What challenges has Hibbert faced in building the company? Hibbert acknowledged:
“As the TPRM market evolves, we’re seeing more teams involved in managing a third-party relationship. Your view of a third party has to change as more teams get involved, so we see this as the evolution from third-party risk management to third-party lifecycle management. From a program perspective, I would say the three top barriers, or bottlenecks are:
1.) Departmental Coordination: Primarily between Procurement and Security teams. Security teams can be delayed getting lists of vendors to assess and monitor. Procurement teams might not have the relationship insights to refine profiling and tiering to right size the diligence. Diligence might be done after contracts are signed. All of this happens when Procurement and Security teams aren’t in sync.
2.) Volumes of Data to Analyze: Between completed assessments; ISO, SOC 2 and other security documentation; monitored events and more, you need tools like NLP, advanced data analytics, and large language model support to automate a variety of TPRM processes to make sense of it all. This automation is required for companies to move beyond identifying risks to doing the most important task – remediating them.
3.) Availability of Skilled Resources: Despite talk of “economic uncertainty” we really haven’t seen a huge economic slowdown – the economy is growing, there’s a healthy labor market, etc. That being said, with a healthy labor market there’s always the challenge of finding skilled resources – and this is especially pronounced in IT security. Customers look to us to help fill that skills gap in third-party risk.”
How has the company’s technology evolved since launching? Hibbert noted:
“Since we came to market 20 years ago, we became the first company to introduce the concept of vendor risk sharing networks; an integrated, native, continuous monitoring and assessment approach (instead of siloed tools); comprehensive end-to-end in-house managed services; and an AI virtual third-party risk advisor. We have also expanded our lifecycle-based managed services and introduced third-party incident response, contract lifecycle management, and RFx management to expand our value proposition beyond TPRM.”
When I asked Hibbert about the company’s funding and revenue metrics, he pointed out:
“Our private equity partners are Insight Venture Partners and Fulcrum Equity Partners. Because we are privately held we do not share our revenue metrics.”
What total addressable market (TAM) size is the company pursuing? Hibbert assessed:
“According to Future Market Insights, the TPRM market was valued at $5 billion in 2022, growing at 14.7% per year.”
What differentiates Prevalent from its competition? Hibbert affirmed:
“When companies choose us, they say that we are differentiated by:
1.) Flexibility: The widest choice of products, networks and managed services available to meet you wherever you are in your program maturity; and the greatest number of pre-built questionnaire template options available in a vendor risk management solution.
2.) Expertise: Prevalent’s Global Risk Operations Centers employ Certified Third-Party Risk Professionals (CTPRPs) ready to do the hard work of vendor onboarding, assessment and remediation management for you.

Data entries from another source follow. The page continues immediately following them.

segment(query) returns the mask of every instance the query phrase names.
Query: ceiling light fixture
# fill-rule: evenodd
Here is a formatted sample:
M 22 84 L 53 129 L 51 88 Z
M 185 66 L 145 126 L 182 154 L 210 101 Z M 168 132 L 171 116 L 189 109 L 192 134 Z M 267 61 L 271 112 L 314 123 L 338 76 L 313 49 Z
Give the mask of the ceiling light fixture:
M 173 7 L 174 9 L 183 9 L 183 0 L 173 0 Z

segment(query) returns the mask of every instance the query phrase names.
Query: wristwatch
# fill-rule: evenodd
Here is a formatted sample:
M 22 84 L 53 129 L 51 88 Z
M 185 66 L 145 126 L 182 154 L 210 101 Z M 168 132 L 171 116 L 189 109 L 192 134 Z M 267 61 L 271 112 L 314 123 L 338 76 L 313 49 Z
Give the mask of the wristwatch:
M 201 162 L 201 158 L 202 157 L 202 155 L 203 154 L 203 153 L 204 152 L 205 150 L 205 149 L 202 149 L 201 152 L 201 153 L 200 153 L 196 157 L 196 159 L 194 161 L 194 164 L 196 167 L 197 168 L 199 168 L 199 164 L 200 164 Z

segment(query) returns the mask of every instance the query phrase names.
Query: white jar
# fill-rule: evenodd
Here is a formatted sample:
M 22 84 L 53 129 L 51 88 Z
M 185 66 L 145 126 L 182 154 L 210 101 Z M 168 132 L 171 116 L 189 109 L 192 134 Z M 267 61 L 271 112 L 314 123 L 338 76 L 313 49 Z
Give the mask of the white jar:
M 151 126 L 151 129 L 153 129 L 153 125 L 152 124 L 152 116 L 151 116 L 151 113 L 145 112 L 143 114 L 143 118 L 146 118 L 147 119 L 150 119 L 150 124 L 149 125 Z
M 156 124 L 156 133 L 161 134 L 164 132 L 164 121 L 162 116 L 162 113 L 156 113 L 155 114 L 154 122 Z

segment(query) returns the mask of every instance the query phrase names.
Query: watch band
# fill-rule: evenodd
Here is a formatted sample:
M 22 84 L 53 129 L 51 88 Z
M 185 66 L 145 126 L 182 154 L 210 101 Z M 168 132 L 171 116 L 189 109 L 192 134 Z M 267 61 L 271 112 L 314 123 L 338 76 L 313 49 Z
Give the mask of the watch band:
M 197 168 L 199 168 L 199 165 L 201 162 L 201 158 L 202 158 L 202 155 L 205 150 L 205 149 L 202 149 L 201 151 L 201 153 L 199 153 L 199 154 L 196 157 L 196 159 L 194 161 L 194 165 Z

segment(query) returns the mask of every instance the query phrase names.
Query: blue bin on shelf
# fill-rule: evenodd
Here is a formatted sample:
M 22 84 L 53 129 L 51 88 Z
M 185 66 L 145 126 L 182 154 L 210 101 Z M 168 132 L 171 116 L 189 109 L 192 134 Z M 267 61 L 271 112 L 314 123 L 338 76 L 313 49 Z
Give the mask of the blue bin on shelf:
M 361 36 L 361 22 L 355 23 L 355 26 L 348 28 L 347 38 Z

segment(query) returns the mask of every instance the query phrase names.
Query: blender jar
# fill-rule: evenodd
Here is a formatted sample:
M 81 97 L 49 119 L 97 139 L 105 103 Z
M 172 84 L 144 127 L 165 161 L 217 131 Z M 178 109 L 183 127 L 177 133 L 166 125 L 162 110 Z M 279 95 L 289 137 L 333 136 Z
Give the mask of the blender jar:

3.) Breadth: The largest network of completed, industry-standardized vendor surveys and intelligence, combined with the world’s first – and only – vendor marketplace for self-assessments accelerate the vendor risk assessment process.
4.) Unified & Proactive solution: Prevalent is the only vendor risk management solution to natively integrate continuous cyber and business monitoring with assessments to provide a complete view of vendor risks.
5.) Innovation: We were the first TPRM solution to embrace AI to automate business processes and analytics through our virtual risk advisor, Alfred.”
What are some of the company’s future company goals? Hibbert concluded:
“We will continue to embrace AI pragmatically to help customers address real-world TPRM challenges where there is a clear benefit and use case.”